I will see your modernism and raise you postmodernism...

"I can summarize the line of thought that Vattimo and I are pursuing as follows: The battle between religion and science conducted in the eighteenth and nineteenth centuries was a contest between institutions, both of which claimed cultural supremacy. It was a good thing for both religion and science that science won that battle. For truth and knowledge are a matter of social cooperation, and science gives us the means to carry out better cooperative social projects than before. If social cooperation is what you want, the conjunction of science and the common sense of your day is all you need. But if you want something else, then a religion that has been taken out of the epistemic arena, a religion that finds the question of theism versus atheism uninteresting, may be just what suits your solitude."

--Richard Rorty, "Anticlericalism and Atheism," The Future of Religion, ed. Santiago Zabala (New York: Columbia University Press 2005), 39.

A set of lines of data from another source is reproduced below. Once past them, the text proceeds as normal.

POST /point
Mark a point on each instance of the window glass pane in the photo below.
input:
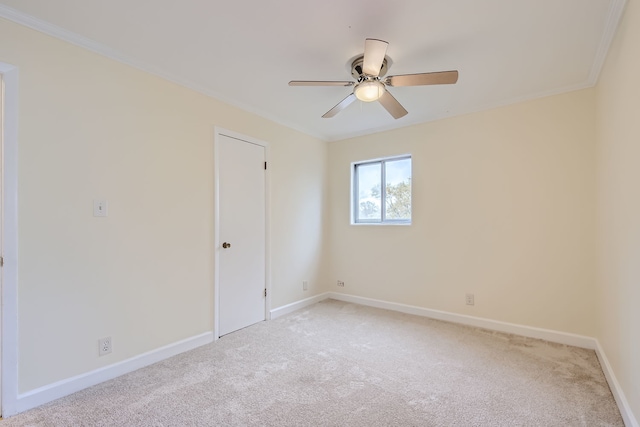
(398, 189)
(368, 197)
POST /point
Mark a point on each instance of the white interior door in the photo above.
(242, 234)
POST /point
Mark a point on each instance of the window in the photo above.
(382, 191)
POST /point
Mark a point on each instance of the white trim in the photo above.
(616, 390)
(290, 308)
(613, 19)
(494, 325)
(10, 241)
(478, 322)
(71, 385)
(218, 131)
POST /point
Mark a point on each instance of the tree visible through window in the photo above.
(382, 191)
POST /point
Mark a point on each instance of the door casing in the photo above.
(217, 243)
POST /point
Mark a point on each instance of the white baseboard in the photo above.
(289, 308)
(494, 325)
(618, 394)
(71, 385)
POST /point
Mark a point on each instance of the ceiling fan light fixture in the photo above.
(369, 90)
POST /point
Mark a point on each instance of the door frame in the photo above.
(218, 132)
(9, 242)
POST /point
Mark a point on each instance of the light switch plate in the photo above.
(99, 207)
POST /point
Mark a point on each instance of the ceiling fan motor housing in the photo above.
(356, 68)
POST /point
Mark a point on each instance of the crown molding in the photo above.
(616, 8)
(95, 47)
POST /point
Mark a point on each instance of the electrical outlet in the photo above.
(104, 346)
(470, 299)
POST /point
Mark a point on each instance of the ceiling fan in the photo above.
(368, 70)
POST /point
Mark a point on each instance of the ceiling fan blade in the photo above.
(392, 105)
(319, 83)
(438, 78)
(341, 106)
(374, 52)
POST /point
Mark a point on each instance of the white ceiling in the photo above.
(245, 52)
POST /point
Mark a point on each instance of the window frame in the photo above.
(354, 194)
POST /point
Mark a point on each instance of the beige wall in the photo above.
(93, 128)
(618, 207)
(502, 208)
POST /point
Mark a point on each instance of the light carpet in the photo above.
(340, 364)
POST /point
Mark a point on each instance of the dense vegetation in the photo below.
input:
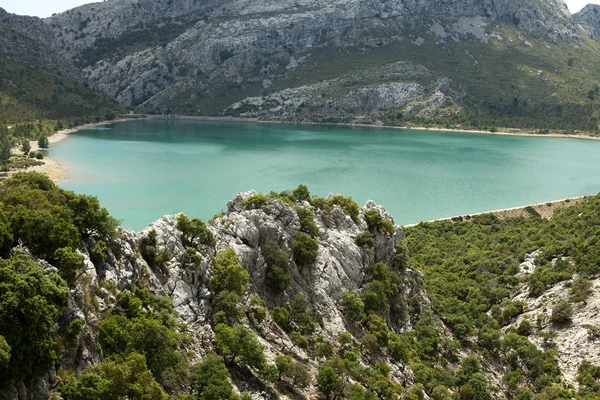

I hope that this finds you well and enjoying the first couple weeks of summer.

Pax Vobiscum,

Daniel Whitcomb Ambord

P.S
Credere di credere!

2:42 PM  
Blogger Derek said...

I’ll miss you Ambord! Congratulations with graduating. I hope our paths will cross again someday.

“The battle between religion and science conducted in the eighteenth and nineteenth centuries was a contest between institutions, both of which claimed cultural supremacy. It was a good thing for both religion and science that science won that battle.”

If by “good” Rorty means that it was good for his project, then this proposition is both true and uninteresting.

“For truth and knowledge are a matter of social cooperation, and science gives us the means to carry out better cooperative social projects than before. If social cooperation is what you want, the conjunction of science and the common sense of your day is all you need”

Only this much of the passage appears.